Jimmy Carter was elected President in 1976 just one year after the U.S. was defeated in the American War in Vietnam and two years after President Nixon resigned the presidency. Carter seemed to offer the possibility of forgiveness and redemption for our tortured American soul following the morally painful 12 years of death and destruction in Southeast Asia where over 58,000 U.S. troops and 3 million Vietnamese died.
His first executive action as President was to grant amnesty to the estimated 60-100 thousand war resisters and deserters who had fled to Canada, Sweden, and other nations.
Carter exhibited qualities I admired as a teacher in the first years of my long career. He articulated a version of the Christian social gospel and demonstrated personal piety. After hesitating early in his political life to embrace the Civil Rights Movement and an end to segregation, Carter broke with other Southern Democratic governors, including Alabama’s rabid segregationist George Wallace, and became an ally for Black freedom.
The President was also a strong advocate for education, creating the Department of Education and increasing funding for the Head Start early education program for children in poverty. In brokering a lasting peace accord in 1979 between Egypt and Israel, Carter foreshadowed the international peace and fair election work the Carter Center would later pursue.
Unfortunately, the global goodwill so many hoped for and saw from Carter with the Egypt/Israel peace treaty did not expand while he was president. Instead, Carter accelerated the nuclear arms race with the Soviet Union, resumed the imperial side of U.S. global power, and set in motion wars and death that his successors would accelerate right to the present.
Carter initiated U.S. military support for repressive governments and surrogate warfare in El Salvador, Nicaragua, and other Central American countries, committing tens of millions in aid and weapons to support brutally repressive regimes that resulted in the death of 83,000 in El Salvador and 50,000 in Nicaragua — proportionate to over 3 million deaths in the U.S. Then in the ’80s President Reagan, in violation of congressional law, secretly funded, trained, and armed the Contra Army to overthrow the leftist Nicaraguan government — a foreign policy military and human rights crime, known as the Iran-Contra Scandal.
In 1979, Carter proclaimed the Carter Doctrine, which aggressively protected U.S. national interests in the Middle East — especially vital oil supplies. The doctrine became the foreign policy consensus for American wars for the next 40 years in the Middle East and Western Asia.
Despite Carter’s humanitarian failures while President, my spirit is uplifted because of what he did after he left the White House and how I believe he lived a life of redemption. He built homes working with Habitat for Humanity; he mediated peaceful settlements of international conflicts; and he assembled global teams of trusted officials to monitor, report on, and ensure fair elections in highly contentious and divided places like Nicaragua, Zimbabwe, and Tunisia, and recently extended that work to elections in the U.S.
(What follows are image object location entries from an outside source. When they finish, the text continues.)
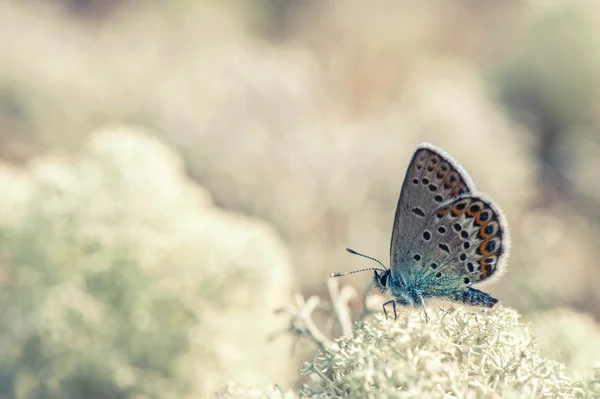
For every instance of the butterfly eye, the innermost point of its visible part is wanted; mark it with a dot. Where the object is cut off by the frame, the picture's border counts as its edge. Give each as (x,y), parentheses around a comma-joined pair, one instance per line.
(383,279)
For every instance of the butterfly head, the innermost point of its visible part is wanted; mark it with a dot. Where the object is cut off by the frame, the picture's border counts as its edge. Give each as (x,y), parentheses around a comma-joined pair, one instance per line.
(381,280)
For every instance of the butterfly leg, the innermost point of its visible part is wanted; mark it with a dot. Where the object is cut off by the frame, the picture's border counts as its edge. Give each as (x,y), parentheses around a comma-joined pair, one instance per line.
(474,297)
(424,309)
(394,302)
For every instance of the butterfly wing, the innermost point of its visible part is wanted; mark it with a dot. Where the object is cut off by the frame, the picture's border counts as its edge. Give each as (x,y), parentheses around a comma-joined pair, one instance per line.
(476,244)
(427,250)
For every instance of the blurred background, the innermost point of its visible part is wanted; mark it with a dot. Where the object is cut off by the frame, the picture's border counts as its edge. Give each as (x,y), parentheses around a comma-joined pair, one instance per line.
(172,171)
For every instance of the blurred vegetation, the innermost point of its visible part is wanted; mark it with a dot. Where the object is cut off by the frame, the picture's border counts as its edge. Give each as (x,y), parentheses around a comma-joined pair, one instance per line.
(120,279)
(302,114)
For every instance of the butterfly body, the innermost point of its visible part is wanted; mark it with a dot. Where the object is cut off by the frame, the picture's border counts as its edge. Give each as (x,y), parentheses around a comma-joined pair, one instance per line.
(446,237)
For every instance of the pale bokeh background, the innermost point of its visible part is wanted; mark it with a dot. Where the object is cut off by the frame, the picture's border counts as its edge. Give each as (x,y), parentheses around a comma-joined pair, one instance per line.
(230,151)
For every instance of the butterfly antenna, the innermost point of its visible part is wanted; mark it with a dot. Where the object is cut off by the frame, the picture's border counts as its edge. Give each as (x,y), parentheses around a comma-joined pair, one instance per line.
(353,252)
(361,270)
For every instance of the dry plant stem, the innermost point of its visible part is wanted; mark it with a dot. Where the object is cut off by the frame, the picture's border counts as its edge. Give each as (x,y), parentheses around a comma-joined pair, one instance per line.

Unlike other U.S. winners of the Nobel Peace Prize, President Carter developed an active, authentic, and prophetic life for peace. In 2006 he risked his public adulation and personal well-being with perhaps the most courageous step in his journey of redemption. With publication of his book Palestine Peace Not Apartheid, Carter refused to be silent about what amounted to Palestinian ethnic cleansing in Israel. Instead, he made the case that Israel was an apartheid state; that it was unrelenting in confiscating Palestinian land, villages, and homes while further denying millions access to basic human needs in the West Bank and Gaza in ways that made peace unlikely. For this he was viciously pilloried as an antisemite, hostile to the very survival of Israel. In the face of attacks from leading Israeli supporters in the U.S., including the Democratic Party elite, Carter remained unyielding.
When our elected decision-makers tell us that the Gaza War and the genocide of Palestinians is beyond their delegated responsibility, as Oak Park village trustees did last year, ceasefire advocates refuse to yield democratic or social spaces to those demanding our silence and routinely calling us antisemitic.
While eulogizing Jimmy Carter last week, President Biden was also approving the sale of $8 billion in additional weapons for Israel and we continued to watch the unimaginable horror in Palestine, expecting each day a merciful end that does not come.
Biden and Vice President Harris leave office next week and remain politically unwilling, but not personally incapable of acting with the political courage Carter demonstrated.
Still, I am hopeful and continue to join in the ongoing courageous and inspirational peace efforts of students in the Middle East and North Africa (MENA) Club at OPRF High School and the work of the Committee for a Just Peace in Israel and Palestine (CJPIP). As the visionary Princeton historian Eddie Glaude Jr. instructs us and ex-President Carter modeled for us, we and they are the leaders we have been looking for!
John Duffy is a member of the Committee for Equity and Excellence in Education and a longtime resident of the Longfellow neighborhood.